Q & A with Veda Boyd Jones regarding The Secret of the Halloween Fires
Q: This is the second (The Baseball Card Mystery came first) in your Sam Morgan series. Why did you choose to use Sam, Jill, and Matt in another book?
A: I just liked these characters. I used my sons’ first names as the last names of the characters (Sam Morgan, Jill Marshall, and Matt Landon), and that was fun. They seemed to have good relationships. They live on the same street, so there’s no problem of having a parent step in and take one of them to the other’s house. These kids seem like normal kids; they joke with each other and get aggravated at one another, too.
Q. The setting in Neosho doesn’t match Neosho exactly. Why?
A. I used the Neosho where I grew up; the middle school was only blocks from the square, which is dominated by the county court house.
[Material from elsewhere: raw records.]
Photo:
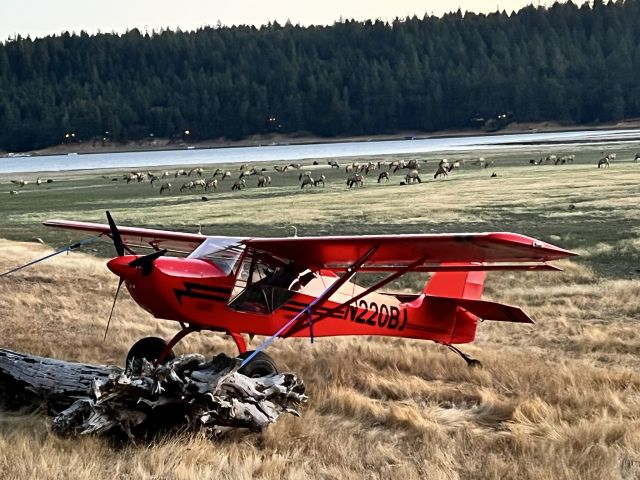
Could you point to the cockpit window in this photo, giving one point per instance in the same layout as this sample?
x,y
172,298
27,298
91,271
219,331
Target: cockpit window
x,y
224,252
264,283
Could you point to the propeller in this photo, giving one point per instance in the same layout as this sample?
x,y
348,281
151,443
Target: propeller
x,y
119,244
115,235
113,306
146,262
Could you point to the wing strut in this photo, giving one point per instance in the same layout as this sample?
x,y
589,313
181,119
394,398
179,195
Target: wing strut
x,y
380,284
333,288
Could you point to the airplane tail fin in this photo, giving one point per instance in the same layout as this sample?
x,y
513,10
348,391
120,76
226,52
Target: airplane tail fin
x,y
468,285
453,305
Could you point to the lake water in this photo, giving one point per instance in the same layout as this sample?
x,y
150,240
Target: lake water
x,y
311,151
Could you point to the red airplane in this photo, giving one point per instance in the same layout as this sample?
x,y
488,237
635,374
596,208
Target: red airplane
x,y
302,286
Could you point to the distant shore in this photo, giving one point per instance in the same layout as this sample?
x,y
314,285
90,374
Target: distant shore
x,y
156,144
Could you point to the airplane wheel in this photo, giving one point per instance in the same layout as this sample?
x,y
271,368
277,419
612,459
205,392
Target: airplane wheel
x,y
148,348
260,366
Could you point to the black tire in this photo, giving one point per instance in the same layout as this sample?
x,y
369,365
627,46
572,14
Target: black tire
x,y
149,348
260,366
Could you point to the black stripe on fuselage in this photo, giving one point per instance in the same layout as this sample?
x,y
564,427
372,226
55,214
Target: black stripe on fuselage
x,y
202,292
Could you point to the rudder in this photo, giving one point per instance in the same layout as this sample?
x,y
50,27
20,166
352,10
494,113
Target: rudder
x,y
467,285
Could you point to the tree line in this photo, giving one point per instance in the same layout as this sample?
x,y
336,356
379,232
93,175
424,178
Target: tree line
x,y
563,63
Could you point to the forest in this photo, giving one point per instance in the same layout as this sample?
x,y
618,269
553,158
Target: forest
x,y
564,63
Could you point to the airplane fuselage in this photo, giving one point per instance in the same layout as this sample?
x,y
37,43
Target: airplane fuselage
x,y
197,293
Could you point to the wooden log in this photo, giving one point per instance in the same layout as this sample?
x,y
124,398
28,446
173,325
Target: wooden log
x,y
187,392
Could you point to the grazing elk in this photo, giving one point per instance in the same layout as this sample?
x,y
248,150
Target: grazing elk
x,y
383,176
356,180
239,184
187,186
211,184
307,180
399,165
412,177
413,164
201,182
264,180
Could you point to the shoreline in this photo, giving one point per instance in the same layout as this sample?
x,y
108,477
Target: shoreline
x,y
157,145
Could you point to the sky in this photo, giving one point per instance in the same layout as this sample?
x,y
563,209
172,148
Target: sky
x,y
38,18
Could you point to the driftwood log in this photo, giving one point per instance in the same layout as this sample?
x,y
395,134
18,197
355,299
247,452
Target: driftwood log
x,y
189,392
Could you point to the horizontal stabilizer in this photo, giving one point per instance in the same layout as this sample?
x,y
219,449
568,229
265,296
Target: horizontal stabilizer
x,y
484,309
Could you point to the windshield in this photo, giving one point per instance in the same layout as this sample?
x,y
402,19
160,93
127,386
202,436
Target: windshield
x,y
224,252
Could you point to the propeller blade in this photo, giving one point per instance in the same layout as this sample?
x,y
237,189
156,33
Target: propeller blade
x,y
112,308
115,235
146,262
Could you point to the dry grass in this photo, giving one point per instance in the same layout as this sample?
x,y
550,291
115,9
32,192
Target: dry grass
x,y
557,400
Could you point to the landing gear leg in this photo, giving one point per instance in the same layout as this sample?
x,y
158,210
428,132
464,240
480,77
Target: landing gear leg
x,y
176,338
240,343
471,362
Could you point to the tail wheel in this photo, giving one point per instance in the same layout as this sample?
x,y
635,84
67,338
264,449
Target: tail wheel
x,y
149,348
260,366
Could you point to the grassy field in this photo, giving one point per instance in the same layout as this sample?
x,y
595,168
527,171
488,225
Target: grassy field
x,y
560,399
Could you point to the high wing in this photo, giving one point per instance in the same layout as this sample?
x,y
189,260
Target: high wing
x,y
421,253
178,242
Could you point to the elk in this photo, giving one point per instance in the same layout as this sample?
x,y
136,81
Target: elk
x,y
413,164
441,171
211,184
412,177
264,180
307,180
187,186
356,180
239,184
201,182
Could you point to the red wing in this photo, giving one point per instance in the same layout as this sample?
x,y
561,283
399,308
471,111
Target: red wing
x,y
137,237
394,252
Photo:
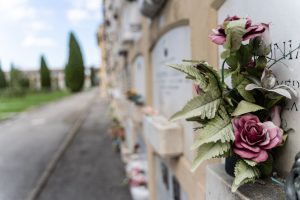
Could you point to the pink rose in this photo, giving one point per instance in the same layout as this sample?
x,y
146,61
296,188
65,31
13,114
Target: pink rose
x,y
253,139
219,37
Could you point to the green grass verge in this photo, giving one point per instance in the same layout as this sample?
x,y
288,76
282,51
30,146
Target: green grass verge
x,y
12,105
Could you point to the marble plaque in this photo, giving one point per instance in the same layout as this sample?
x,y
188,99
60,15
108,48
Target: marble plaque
x,y
139,76
285,33
171,91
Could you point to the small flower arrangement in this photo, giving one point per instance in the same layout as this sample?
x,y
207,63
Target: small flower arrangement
x,y
134,97
241,119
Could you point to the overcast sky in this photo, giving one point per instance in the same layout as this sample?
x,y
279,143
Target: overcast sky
x,y
29,28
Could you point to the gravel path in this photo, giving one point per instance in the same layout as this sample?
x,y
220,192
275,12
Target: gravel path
x,y
89,169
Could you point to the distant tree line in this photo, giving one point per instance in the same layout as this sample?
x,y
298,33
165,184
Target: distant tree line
x,y
74,72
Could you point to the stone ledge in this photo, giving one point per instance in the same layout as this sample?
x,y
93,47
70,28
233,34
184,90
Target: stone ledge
x,y
218,187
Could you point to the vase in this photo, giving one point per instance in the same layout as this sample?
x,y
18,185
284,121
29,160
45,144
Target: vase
x,y
230,164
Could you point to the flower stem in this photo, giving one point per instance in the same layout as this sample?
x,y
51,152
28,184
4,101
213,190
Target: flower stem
x,y
283,57
223,76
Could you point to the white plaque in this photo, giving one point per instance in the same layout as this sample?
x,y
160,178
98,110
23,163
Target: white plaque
x,y
285,34
171,91
139,76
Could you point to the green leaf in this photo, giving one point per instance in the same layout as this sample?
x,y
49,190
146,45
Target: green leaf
x,y
261,62
206,104
246,107
208,151
244,173
232,62
250,162
244,55
225,54
234,37
217,129
266,167
240,82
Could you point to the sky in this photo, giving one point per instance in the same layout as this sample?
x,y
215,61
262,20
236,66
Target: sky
x,y
30,28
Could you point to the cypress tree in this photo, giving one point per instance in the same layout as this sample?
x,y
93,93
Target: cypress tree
x,y
3,83
93,77
15,76
45,74
74,71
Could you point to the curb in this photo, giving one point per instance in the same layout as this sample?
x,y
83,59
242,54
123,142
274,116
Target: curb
x,y
42,181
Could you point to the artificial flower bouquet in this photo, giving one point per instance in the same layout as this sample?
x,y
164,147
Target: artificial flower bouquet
x,y
134,97
241,118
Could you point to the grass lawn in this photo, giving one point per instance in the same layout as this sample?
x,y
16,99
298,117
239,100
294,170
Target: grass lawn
x,y
12,105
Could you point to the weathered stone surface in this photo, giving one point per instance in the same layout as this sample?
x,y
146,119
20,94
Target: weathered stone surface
x,y
218,187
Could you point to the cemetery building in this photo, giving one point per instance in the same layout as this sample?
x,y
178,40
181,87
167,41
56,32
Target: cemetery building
x,y
138,40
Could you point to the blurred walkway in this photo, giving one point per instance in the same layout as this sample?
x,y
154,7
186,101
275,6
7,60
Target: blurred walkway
x,y
89,169
29,141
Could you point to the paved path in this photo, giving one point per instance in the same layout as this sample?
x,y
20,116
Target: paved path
x,y
89,169
29,141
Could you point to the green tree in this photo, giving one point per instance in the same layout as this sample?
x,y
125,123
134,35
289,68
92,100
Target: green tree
x,y
93,77
15,76
74,71
45,74
3,82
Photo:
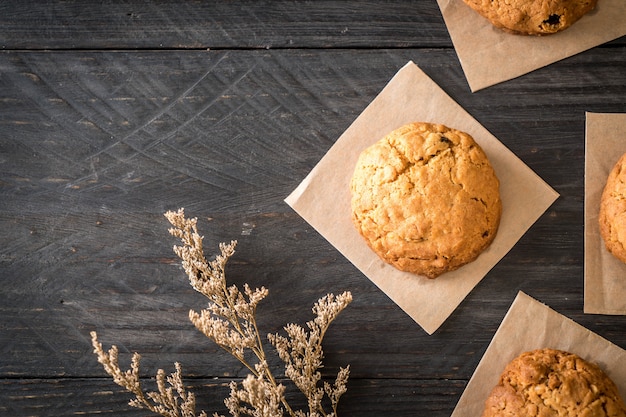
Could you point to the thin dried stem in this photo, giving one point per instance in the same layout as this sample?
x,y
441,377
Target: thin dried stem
x,y
230,321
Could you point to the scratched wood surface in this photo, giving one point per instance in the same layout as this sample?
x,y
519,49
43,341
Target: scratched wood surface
x,y
112,114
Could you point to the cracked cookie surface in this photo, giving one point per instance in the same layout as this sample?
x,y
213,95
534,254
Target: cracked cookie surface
x,y
612,215
426,199
550,382
532,17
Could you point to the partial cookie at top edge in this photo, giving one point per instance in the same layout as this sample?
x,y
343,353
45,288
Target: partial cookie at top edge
x,y
532,17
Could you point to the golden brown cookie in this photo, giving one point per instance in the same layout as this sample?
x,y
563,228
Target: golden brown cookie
x,y
426,199
548,382
612,216
532,17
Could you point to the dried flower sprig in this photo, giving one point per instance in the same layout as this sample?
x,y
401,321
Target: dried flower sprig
x,y
230,321
172,398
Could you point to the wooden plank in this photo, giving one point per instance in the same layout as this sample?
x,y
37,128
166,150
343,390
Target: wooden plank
x,y
95,146
225,24
80,396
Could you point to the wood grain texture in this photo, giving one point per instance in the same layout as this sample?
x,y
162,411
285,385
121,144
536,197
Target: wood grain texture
x,y
221,24
95,144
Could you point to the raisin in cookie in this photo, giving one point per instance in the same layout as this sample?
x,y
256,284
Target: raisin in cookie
x,y
549,382
612,216
426,199
532,17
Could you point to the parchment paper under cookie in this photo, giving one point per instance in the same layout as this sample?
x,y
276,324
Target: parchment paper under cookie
x,y
323,197
489,55
605,275
530,325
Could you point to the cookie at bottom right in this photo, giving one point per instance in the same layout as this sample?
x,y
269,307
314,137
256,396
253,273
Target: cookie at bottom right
x,y
552,382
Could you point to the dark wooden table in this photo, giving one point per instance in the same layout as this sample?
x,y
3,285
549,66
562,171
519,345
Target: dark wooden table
x,y
112,113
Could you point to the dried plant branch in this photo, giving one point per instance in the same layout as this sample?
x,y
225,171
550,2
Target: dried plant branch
x,y
230,321
172,398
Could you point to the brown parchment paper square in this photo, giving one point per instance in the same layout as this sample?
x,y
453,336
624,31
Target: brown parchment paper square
x,y
530,325
489,55
605,275
323,197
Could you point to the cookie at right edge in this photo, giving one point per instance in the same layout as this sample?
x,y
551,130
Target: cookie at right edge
x,y
551,382
612,215
532,17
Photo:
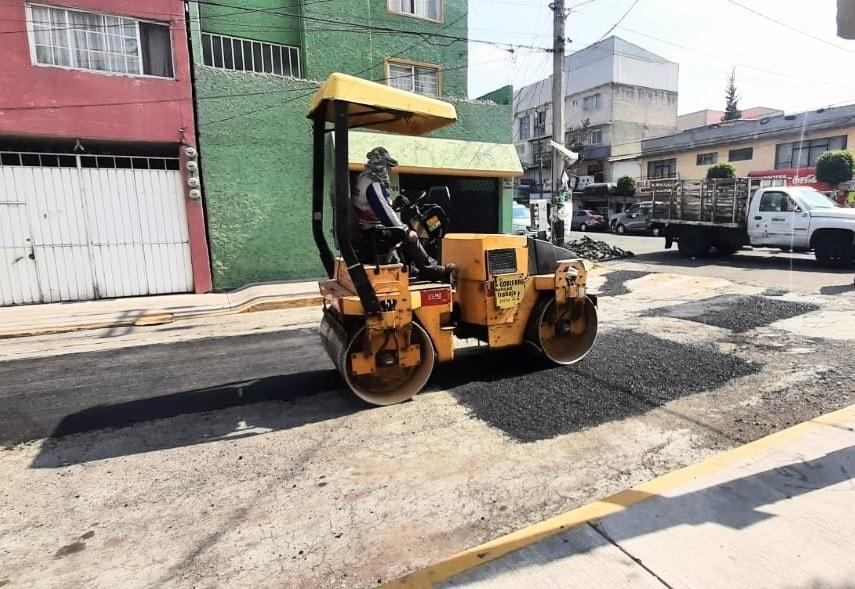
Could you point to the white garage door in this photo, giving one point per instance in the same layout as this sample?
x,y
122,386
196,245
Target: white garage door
x,y
82,227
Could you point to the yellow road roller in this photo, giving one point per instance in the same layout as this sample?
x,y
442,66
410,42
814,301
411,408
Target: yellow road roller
x,y
385,332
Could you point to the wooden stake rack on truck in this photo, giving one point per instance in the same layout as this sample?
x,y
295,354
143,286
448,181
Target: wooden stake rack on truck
x,y
727,214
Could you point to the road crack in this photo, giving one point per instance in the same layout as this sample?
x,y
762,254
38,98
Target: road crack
x,y
598,529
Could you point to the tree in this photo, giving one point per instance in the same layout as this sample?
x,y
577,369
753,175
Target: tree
x,y
626,186
834,167
576,137
731,97
722,170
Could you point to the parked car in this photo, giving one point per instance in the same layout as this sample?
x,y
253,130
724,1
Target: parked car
x,y
637,218
521,219
599,189
584,220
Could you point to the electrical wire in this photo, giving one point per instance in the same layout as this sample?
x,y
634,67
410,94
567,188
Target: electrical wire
x,y
791,28
620,20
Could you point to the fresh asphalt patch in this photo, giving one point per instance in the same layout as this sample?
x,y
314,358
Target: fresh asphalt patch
x,y
626,373
738,313
615,284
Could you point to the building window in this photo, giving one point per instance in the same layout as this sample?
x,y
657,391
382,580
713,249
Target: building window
x,y
423,79
232,53
429,9
592,102
740,155
525,127
706,159
99,42
540,123
805,153
662,168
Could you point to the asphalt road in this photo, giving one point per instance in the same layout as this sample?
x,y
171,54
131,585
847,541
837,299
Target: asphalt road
x,y
224,452
70,393
769,268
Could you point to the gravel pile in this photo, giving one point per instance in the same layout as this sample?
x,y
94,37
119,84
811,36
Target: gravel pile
x,y
625,374
737,313
599,251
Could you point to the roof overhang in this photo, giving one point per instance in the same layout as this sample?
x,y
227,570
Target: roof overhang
x,y
446,157
380,107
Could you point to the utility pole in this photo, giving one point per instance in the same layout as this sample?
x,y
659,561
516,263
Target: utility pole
x,y
560,216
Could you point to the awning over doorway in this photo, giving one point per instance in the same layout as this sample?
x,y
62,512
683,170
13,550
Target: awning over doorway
x,y
446,157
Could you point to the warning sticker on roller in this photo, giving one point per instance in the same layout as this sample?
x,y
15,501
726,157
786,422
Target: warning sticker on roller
x,y
509,290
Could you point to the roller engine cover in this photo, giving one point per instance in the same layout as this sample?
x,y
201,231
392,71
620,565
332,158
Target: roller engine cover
x,y
543,257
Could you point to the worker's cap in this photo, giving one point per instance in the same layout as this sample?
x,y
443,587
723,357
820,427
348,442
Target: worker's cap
x,y
381,154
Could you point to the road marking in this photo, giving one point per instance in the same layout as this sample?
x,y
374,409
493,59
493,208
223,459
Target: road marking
x,y
474,557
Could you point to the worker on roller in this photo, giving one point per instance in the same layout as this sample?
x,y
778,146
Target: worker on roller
x,y
374,212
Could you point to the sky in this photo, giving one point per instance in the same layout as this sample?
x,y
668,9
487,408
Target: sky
x,y
794,66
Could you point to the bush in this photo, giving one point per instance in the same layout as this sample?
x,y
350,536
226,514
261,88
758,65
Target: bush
x,y
625,186
834,167
722,170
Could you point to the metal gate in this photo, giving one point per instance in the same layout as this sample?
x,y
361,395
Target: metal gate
x,y
78,227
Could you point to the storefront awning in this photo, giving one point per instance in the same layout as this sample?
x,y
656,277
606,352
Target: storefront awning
x,y
446,157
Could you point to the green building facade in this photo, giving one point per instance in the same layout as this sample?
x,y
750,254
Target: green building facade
x,y
255,70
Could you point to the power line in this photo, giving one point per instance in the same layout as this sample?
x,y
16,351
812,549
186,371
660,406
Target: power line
x,y
620,20
718,57
792,28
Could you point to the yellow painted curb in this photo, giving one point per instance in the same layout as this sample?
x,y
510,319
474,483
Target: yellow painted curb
x,y
157,319
474,557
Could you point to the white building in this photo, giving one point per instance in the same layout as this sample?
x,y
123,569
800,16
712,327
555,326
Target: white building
x,y
625,92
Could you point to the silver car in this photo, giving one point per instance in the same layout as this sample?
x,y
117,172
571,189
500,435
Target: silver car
x,y
521,220
637,218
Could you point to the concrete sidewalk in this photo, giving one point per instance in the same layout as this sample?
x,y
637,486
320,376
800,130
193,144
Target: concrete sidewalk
x,y
778,512
28,320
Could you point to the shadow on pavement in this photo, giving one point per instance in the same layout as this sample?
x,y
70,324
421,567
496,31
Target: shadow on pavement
x,y
229,411
626,373
736,504
834,290
782,261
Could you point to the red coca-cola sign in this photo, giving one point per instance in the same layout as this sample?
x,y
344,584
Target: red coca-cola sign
x,y
805,176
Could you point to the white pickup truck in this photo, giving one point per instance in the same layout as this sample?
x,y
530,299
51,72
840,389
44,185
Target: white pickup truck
x,y
727,214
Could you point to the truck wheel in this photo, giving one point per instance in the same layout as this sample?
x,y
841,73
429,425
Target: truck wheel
x,y
834,251
726,249
694,243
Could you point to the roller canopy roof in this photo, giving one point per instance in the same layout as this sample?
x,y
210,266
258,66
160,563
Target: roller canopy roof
x,y
380,107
I wanted the kids to be able to get around without car pools and parents getting in the way. Neosho has spread out, and the land where the middle school is now wasn’t even in city limits when I lived there.
Once you add parents dropping off and picking up, kids lose independence. Sam, Jill, and Matt get around on bikes, so they’re in charge of where they’re going, within reason.
Q. Was this story based on real facts?
A. Many suspect the old Big Spring Inn fire was arson. Not long after it burned, there was an arson fire every weekend for several weeks. Even the CRC was burned, and I believe it was proven as arson. Yet no one was ever charged with the crime.
My cousin Megan was killed in a car wreck when she was seventeen. A drunk driver did not cause the wreck, but I wanted to make the point of how deadly drunk driving can be. I combined the fires and Megan’s death and came up with the plot.
Q. Will you use the phantom horses in another book?
A. I don’t know. At the moment I’m working on another project, but I’ve always liked those phantom horses, so we’ll see.